Every day for the past three years, I wake up and do a mental to-do check as most people do: " you have this class today, this assignment due tomorrow, oh and also by the way your brother is dead". As cliché as it sounds not one day has gone by where I haven't thought about my brother. While I think about him every day I am not truly grieving every day. I have gone to therapy, I talk to other siblings who have lost their sibling, I talk to friends, and my parents but what I've learned is you can talk about your loss as much as you want and to whoever you want but you will never be truly cured from the deep rooted pain of missing your loved one. You will learn how to cope, but you will never learn how to get over your love. No one should ever expect you to simply "get over" your love.
The trauma of losing a sibling at 20 is one that is hard to describe. I was an "adult" by all standards and still didn't have the brain power to understand and acknowledge what was actually happening.
For me personally in terms of sibling loss grief and as most other siblings grievers have said, the two years after the loss are spent harbouring your feelings so your parents can grieve. Once they are starting to do better (because they will never truly be better or "cured") it's your turn. After Christmas I just finally came to the real raw realization that my brother is never coming back, and while I have been well aware that he has passed for three years now ...the sudden wave of undeniable grief made it seem like the accident was yesterday. I started to distance myself from a lot of people in my life and began spending a lot of time at home. I wondered, why all of sudden did it occur to me that he was gone when I had been aware of it for so long? That's the funny thing about grief, no matter the distance from tragedy it's always there. That dull ache. That deep rooted agonizing pain comes rushing back with just one thought.
These past few months have been filled with a multitude of changes in my personal life that have made the loss of Nick more profound. My coming up graduation which will be the first graduation of mine that Nick won't be in attendance for, my 24th birthday, the fact that Nick would be as old as I was during the accident this year if he were alive. These are all triggers to my grief and while I try to be strong on the outside the grief is still forever prominent in my life.
While it's unfortunate to have these painful memories, that's grief..... it has no boundaries and no expiration.

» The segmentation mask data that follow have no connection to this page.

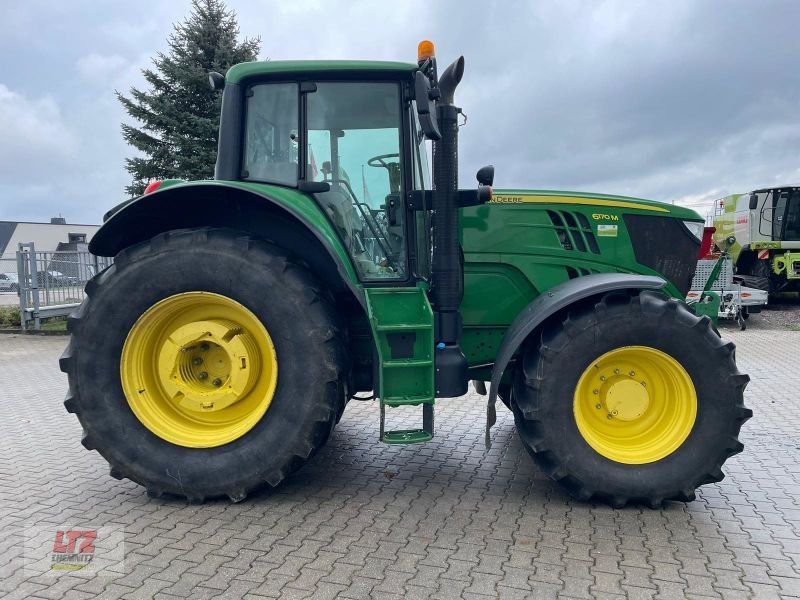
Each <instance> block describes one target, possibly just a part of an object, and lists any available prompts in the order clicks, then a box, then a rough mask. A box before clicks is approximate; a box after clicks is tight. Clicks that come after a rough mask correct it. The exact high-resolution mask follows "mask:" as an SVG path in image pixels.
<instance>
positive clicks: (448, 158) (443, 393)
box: [431, 56, 468, 398]
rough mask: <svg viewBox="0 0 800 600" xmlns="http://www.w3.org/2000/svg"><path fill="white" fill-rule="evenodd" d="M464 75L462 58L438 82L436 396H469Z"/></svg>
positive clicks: (435, 324)
mask: <svg viewBox="0 0 800 600" xmlns="http://www.w3.org/2000/svg"><path fill="white" fill-rule="evenodd" d="M463 75H464V57H463V56H462V57H461V58H459V59H458V60H457V61H455V62H454V63H453V64H452V65H450V66H449V67H447V69H446V70H445V71H444V73H442V76H441V77H440V78H439V92H440V94H441V96H440V98H439V100H438V102H437V109H436V111H437V119H438V123H439V131H440V132H441V135H442V137H441V140H438V141H434V142H433V263H432V267H431V301H432V303H433V309H434V326H435V332H436V350H435V365H436V396H437V397H439V398H453V397H456V396H461V395H463V394H466V393H467V385H468V379H467V360H466V358H465V357H464V353H463V352H462V351H461V347H460V346H459V341H460V339H461V314H460V313H459V306H460V305H461V299H462V297H463V295H464V274H463V266H462V264H461V249H460V246H459V229H460V227H459V213H458V115H459V113H460V112H461V109H459V108H458V107H457V106H455V104H454V102H455V91H456V87H457V86H458V84H459V82H460V81H461V77H462V76H463Z"/></svg>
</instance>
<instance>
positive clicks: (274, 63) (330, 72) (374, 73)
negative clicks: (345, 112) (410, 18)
mask: <svg viewBox="0 0 800 600" xmlns="http://www.w3.org/2000/svg"><path fill="white" fill-rule="evenodd" d="M417 68H418V67H417V65H415V64H414V63H403V62H389V61H378V60H262V61H254V62H247V63H240V64H238V65H234V66H232V67H231V68H230V69H228V72H227V73H226V75H225V81H226V82H227V83H241V82H242V81H244V80H245V79H249V78H251V77H256V78H257V77H261V76H263V77H270V76H286V75H290V74H294V73H297V74H304V75H308V74H315V73H318V74H321V75H322V74H324V75H331V74H338V73H342V74H357V73H373V74H383V75H395V76H402V75H410V74H411V73H413V72H414V71H416V70H417Z"/></svg>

My best advice to those grieving is to be patience with yourself and others. Some people unfortunately will never understand your pain. Some people can't handle death. Some people don't understand, and sadly some people will refuse to put themselves in your shoes and support you unconditionally. There is no textbook definition on how to grieve and everyone is different. Your grief is your grief, don't let anyone tell you how to feel, and to be blunt if they are telling you how to grieve you don't need them in your life. Period. I learned that the hard way.

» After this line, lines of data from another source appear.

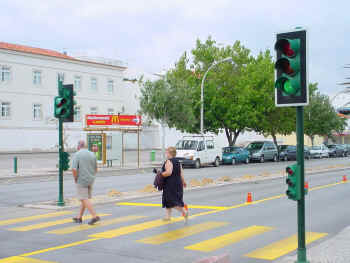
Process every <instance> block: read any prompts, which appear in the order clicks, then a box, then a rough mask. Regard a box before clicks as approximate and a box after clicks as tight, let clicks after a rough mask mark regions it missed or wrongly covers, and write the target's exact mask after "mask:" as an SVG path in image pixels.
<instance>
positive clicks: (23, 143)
mask: <svg viewBox="0 0 350 263" xmlns="http://www.w3.org/2000/svg"><path fill="white" fill-rule="evenodd" d="M126 70H127V68H126V66H125V64H123V63H121V62H120V61H116V60H108V61H107V60H103V59H89V60H88V59H85V58H73V57H71V56H68V55H66V54H62V53H59V52H56V51H52V50H46V49H41V48H33V47H28V46H22V45H15V44H9V43H3V42H0V151H2V152H4V151H50V150H56V149H57V140H58V134H57V120H56V119H55V118H53V107H54V106H53V101H54V97H55V96H57V93H58V89H57V80H58V78H61V79H63V81H64V83H65V84H71V83H72V84H74V88H75V91H76V93H77V96H76V97H75V100H76V101H77V105H76V112H77V113H76V115H75V123H65V124H64V126H65V136H66V138H67V144H68V147H74V146H75V144H76V142H77V141H78V140H79V139H81V138H86V135H85V133H84V132H83V131H82V130H83V127H84V124H85V123H84V116H85V114H117V113H118V112H120V113H122V114H135V113H137V111H138V107H139V106H138V105H139V104H138V96H139V91H138V90H135V84H133V83H132V82H130V81H127V80H128V79H129V78H128V77H127V76H126V75H125V71H126ZM123 80H124V81H123ZM136 88H138V89H139V87H138V86H137V87H136ZM146 131H147V129H146ZM146 131H145V134H147V133H146ZM145 134H144V135H143V136H142V137H144V136H145ZM151 137H153V138H155V137H156V136H155V135H152V136H151ZM141 142H144V143H143V144H142V146H143V148H150V147H152V145H151V144H152V143H153V139H151V138H150V139H143V140H141ZM126 143H127V144H126V146H127V148H128V147H129V148H133V147H134V146H136V142H134V141H133V139H130V140H129V141H127V142H126ZM157 146H158V147H159V145H157Z"/></svg>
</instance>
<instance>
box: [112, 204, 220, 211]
mask: <svg viewBox="0 0 350 263" xmlns="http://www.w3.org/2000/svg"><path fill="white" fill-rule="evenodd" d="M117 205H122V206H149V207H161V206H162V205H161V204H152V203H128V202H121V203H117ZM188 208H192V209H208V210H223V209H227V207H225V206H207V205H188Z"/></svg>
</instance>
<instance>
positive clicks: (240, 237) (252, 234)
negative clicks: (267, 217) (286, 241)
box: [185, 226, 273, 252]
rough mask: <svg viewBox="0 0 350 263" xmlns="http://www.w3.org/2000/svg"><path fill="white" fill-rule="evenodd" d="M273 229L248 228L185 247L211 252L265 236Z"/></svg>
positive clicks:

With yourself, you will not grieve in one sit down, one weekend, one week or even one year. I spent the first two years with my guard up and resisted to grieve because I didn't like how it made me feel and I felt like I was letting the people around me down. That's one of the big take aways from grief that I have, just because someone's loss is from 5,10, 15, 25 years ago doesn’t mean they ache any less. In the beginning everyone is around to support you, but that's normally the time where the griever is still in shock and hasn't truly accepted what has happened. Grief does not expire it is always there, it's just becomes more manageable as the years go on. I've found that I've needed more support now than I ever did before, I am fortunate to have friends that truly understand that my grief will not be over in a year and have let me grieve in peace with absolutely no judgment.
If you are a friend wanting to help a friend grieve, just be there you don't have to overcrowd them but just be the ear they need in times of need. Be the phone call they can make when they need someone to talk to or the person they can go on a drive with to talk about anything including their loss. Sometimes we just need someone there to listen to us who knows what we've been through when we feel like our world is spinning out of control again.
if you just lost someone close to you; grief is a gradual process that has the same effects of a roller coaster, not an enjoyable one. Its one with a lot of upside down flips, but also one where it's flat for long periods of time where you feel relief but then your grief takes you on another unexpected spontaneous loop. It sounds daunting and scary but it does get more manageable and less scary as the years go on. it does get easier. your loved one is always with you and watching over you, take comfort that they will always be with you no matter what.
To my brother Nick on the three-year anniversary;
If possible, I miss you more today than I have collectively for the past three years. I know that you are forever watching over me and guiding me in the right direction. I love you forever, 77.